Creamy Cheesy Chicken Pasta Ultimate

Avatar photoAmelia Chen-Morrison
This Creamy Cheesy Chicken Pasta is the ultimate comfort food. Tender chicken and perfectly cooked pasta are coated in a luscious, creamy cheese sauce. It's a satisfying and flavorful dish that's sure to please.
Prep Time 20 minutes
Cook Time 35 minutes
Total Time 55 minutes
Course Main Course
Cuisine American
Servings 6
Calories 750 kcal

Equipment

  • Large bowl
  • Large skillet
  • Large pot
  • Colander
  • Whisk
  • Wooden spoon or spatula
  • Measuring cups and spoons
  • Knife
  • Cutting board

Ingredients
  

  • 1.5 lbs boneless, skinless chicken breasts, cut into bite-sized pieces
  • 1 tablespoon olive oil
  • 1 teaspoon garlic powder
  • 1 teaspoon onion powder
  • ½ teaspoon paprika
  • Salt and pepper to taste
  • 1 lb pasta penne, rotini, or your favorite shape
  • 4 cloves garlic, minced
  • 3 tablespoons all-purpose flour
  • 3 cups milk
  • 1 cup chicken broth
  • 4 oz cream cheese, softened
  • 1 teaspoon Italian seasoning
  • ½ teaspoon red pepper flakes optional
  • 2 cups shredded cheddar cheese
  • 1 cup shredded mozzarella cheese
  • ½ cup grated Parmesan cheese
  • Fresh parsley, chopped for garnish

Instructions
 

  • In a bowl, toss the chicken pieces with olive oil, garlic powder, onion powder, paprika, salt, and pepper.

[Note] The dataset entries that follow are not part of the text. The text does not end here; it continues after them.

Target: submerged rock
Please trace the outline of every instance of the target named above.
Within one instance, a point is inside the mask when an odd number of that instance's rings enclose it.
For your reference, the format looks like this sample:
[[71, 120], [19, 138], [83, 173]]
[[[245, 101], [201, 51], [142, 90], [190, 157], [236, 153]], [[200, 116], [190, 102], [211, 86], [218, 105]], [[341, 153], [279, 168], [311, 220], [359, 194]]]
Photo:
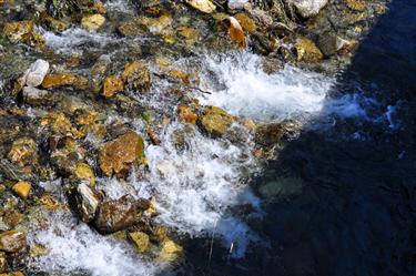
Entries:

Make sure each piece is nicely coated.
  • Heat a large skillet over medium-high heat. Add the chicken and cook until it's fully cooked through and lightly browned. This usually takes about 5-7 minutes, depending on the size of your chicken pieces.
  • Remove the chicken from the skillet and set aside.
  • Bring a large pot of salted water to a boil.
  • Add the pasta and cook according to package directions for al dente.
  • Once cooked, drain the pasta and set aside. Don't rinse it!
  • In the same skillet you used for the chicken, melt the butter over medium heat.
  • Add the minced garlic and cook for about 30 seconds, until fragrant. Be careful not to burn it!
  • Whisk in the flour and cook for 1-2 minutes, stirring constantly.
  • Slowly pour in the milk and chicken broth, whisking continuously to prevent lumps.
  • Bring the mixture to a simmer, stirring occasionally, until it starts to thicken slightly.
  • Reduce the heat to low. Add the softened cream cheese, Italian seasoning, and red pepper flakes (if using). Stir until the cream cheese is fully melted and the sauce is smooth.
  • Remove from heat and stir in the cheddar cheese, mozzarella cheese, and Parmesan cheese until melted and the sauce is creamy and cheesy.
  • Season with salt and pepper to taste.
  • Add the cooked chicken and pasta to the cheese sauce. Toss gently to coat everything evenly.
  • If the sauce seems too thick, add a splash of milk or chicken broth to thin it out.
  • Serve immediately, garnished with fresh parsley.

Notes

Feel free to experiment with different cheeses like Gruyere or provolone. For a spicier dish, add a pinch of cayenne pepper or hot sauce. You can also add cooked vegetables like broccoli or spinach for extra nutrients. Leftovers can be stored in the refrigerator for up to 3 days. Reheat gently on the stovetop or in the microwave, adding milk or broth if needed.